Auscultation (listening to the body with a stethoscope) – This was a method once commonly used to ensure nasogastric feeding tubes were placed correctly. Dr. Malcom Lemzye (2010) explains in his research that “auscultation may not differentiate between respiratory and gastrointestinal placement of a nasogastric tube,” therefore being questioned today for accuracy. The sound through the stethoscope may be mistaken for proper placement, as the same sound is sometimes heard when incorrectly placed into a patient’s tracheobronchial tree, pleural space, or esophagus.
Measuring the pH level of a feeding tube can also be utilized to ensure correct placement. Although a pH value of less than 5.0 may indicate gastric placement, the measuring method is limited when gastric reflux arises, leading to potential inaccuracy. Other drawbacks include difficulty obtaining aspirates and possible inconsistencies related to the use of acid-reducing drugs and recent ingestion of enteral food or formula.
Another new method used for feeding tube placement confirmation is ultrasound. However, in 2017, a systematic Cochrane Review carried out ten studies, later disclosing that the ultrasound did not have adequate precision as a standalone test to confirm tube placement. The study concludes that additional research is needed to identify potential adverse effects.
The Future of Safe Placement
In recent years, ENvizion Medical developed a unique solution for reducing complications during the placement of nasogastric tubes, further decreasing the need for repeated X-ray confirmation and other outdated methods.
The ENvue® feeding tube navigation system assists professionals in accurately and safely placing feeding tubes quickly while avoiding unwanted incidents and risks. Using electromagnetic technology, the system allows clinicians to observe a tube placement in real-time and alerts when the feeding tube potentially deviates, heading toward the bronchial airways.
The ENvue System is commercially available in the US and easily adoptable by hospitals. ENvizion Medical is a publicly traded global MedTech company, and its ENvue product has been cleared by FDA 510(k) since February 2019.

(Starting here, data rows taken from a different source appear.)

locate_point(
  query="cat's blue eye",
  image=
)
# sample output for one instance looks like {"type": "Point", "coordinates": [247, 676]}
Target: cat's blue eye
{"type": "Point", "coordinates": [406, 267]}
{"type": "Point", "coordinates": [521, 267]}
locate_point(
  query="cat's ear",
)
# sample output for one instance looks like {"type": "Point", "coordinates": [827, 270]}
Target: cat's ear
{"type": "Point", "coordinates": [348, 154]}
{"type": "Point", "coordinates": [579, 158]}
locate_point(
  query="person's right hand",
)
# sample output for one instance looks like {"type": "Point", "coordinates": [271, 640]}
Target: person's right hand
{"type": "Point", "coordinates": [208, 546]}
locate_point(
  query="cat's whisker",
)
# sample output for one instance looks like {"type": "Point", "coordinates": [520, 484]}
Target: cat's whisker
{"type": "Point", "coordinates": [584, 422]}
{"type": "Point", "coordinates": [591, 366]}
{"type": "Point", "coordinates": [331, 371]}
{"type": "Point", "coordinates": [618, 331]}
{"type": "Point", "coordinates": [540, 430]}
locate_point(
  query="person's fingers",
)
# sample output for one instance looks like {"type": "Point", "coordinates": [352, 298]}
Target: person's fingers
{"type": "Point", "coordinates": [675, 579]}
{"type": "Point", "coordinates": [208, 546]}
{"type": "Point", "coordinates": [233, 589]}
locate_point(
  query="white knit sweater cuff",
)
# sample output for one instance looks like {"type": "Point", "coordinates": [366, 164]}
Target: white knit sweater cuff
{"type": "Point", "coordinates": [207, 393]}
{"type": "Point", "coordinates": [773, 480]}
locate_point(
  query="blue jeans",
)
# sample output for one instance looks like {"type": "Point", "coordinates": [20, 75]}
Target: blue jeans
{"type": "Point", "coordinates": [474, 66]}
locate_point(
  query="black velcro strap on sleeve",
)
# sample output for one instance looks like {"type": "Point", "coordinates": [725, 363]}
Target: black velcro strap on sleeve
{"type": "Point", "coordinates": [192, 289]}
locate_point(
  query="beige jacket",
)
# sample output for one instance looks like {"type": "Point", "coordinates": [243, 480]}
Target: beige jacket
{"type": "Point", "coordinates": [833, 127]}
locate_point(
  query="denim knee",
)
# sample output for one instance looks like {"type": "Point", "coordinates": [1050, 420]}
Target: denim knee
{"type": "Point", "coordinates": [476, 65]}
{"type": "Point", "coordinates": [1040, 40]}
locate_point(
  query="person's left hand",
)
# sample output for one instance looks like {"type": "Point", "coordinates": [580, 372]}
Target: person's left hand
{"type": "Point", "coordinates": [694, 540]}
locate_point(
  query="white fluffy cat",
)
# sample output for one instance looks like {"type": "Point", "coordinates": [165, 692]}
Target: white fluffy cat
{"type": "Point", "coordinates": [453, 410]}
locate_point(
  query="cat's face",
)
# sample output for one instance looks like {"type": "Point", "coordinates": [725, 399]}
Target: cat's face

Patient Safety Remains Top Priority
Patient safety always remains the top priority of healthcare. However, due to some limitations, the existing methods of nasogastric tube placement can present potential complications and risks. For example, in a report querying the Pennsylvania Patient Safety Reporting System, the NGT guideline-approved methods X-ray and pH aspirate were recognized in 90.8% (544 of 599) of the reports. However, in 9.2% (55 of 599) of the reports, non-recommended verification methods, such as auscultation, were used. This demonstrates the need for access to specialized technologies like the ENvue system.
Medical professionals must stay aware of the latest practices and devices, considering the importance of patient safety. The information in this article highlighted trends in global patient care and how to prevent more avoidable complications and deaths in the future.